Thursday, August 8th 2019

AMD Designing Zen 4 for 2021, Zen 3 Completes Design Phase, out in 2020

AMD in its 2nd generation EPYC processor launch event announced that it has completed the design phase of its next-generation "Zen 3" CPU microarchitecture, and is currently working on its successor, the "Zen 4." AMD debuted its "Zen 2" microarchitecture with the client-segment 3rd generation Ryzen desktop processor family, it made its enterprise debut with the 2nd generation EPYC. This is the first x86 CPU microarchitecture designed for the 7 nanometer silicon fabrication process, and is being built on a 7 nm DUV (deep ultraviolet) node at TSMC. It brings about double-digit percentage IPC improvements over "Zen+."
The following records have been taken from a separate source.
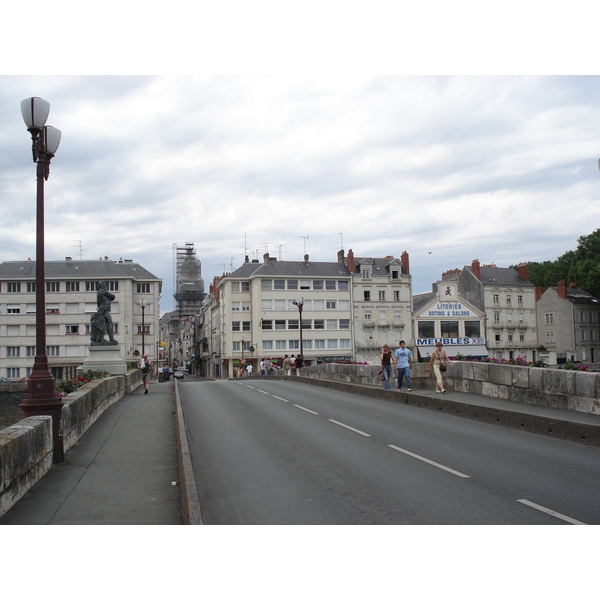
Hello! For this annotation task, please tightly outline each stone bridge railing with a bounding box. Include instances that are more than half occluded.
[302,361,600,415]
[0,369,142,516]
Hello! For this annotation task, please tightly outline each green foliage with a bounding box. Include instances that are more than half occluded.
[513,229,600,298]
[55,370,109,398]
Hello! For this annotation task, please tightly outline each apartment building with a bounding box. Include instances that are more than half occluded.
[218,254,353,377]
[0,257,162,380]
[457,260,540,361]
[537,281,600,364]
[413,269,489,360]
[338,250,414,364]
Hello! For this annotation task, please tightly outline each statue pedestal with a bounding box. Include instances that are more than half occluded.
[81,343,127,375]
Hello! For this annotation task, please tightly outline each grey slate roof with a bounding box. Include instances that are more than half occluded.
[465,265,535,287]
[0,260,160,281]
[226,260,350,279]
[413,292,438,313]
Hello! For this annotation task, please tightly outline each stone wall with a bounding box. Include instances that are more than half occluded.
[0,369,142,516]
[302,361,600,415]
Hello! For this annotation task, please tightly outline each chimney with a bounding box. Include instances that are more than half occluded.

The "Zen 3" microarchitecture is designed for the next big process technology change within 7 nm, EUV (extreme ultraviolet), which allows significant increases in transistor densities, and could facilitate big improvements in energy-efficiency that could be leveraged to increase clock-speeds and performance. It could also feature new ISA instruction-sets. With "Zen 3" passing design phase, AMD will work on prototyping and testing it. The first "Zen 3" products could debut in 2020. "Zen 4" is being designed for a different era.
The "Zen 4" architecture is being designed for a 2021 market debut, and will come out at a time when the 7 nm process will have matured and attained high enough volumes at TSMC for AMD to either build bigger dies (more cores per chiplet), or leverage the even more advanced 6 nm EUV node. The maturity and volumes of these sub-10 nm nodes could change the economics of the MCM approach AMD is undertaking for its EPYC processors.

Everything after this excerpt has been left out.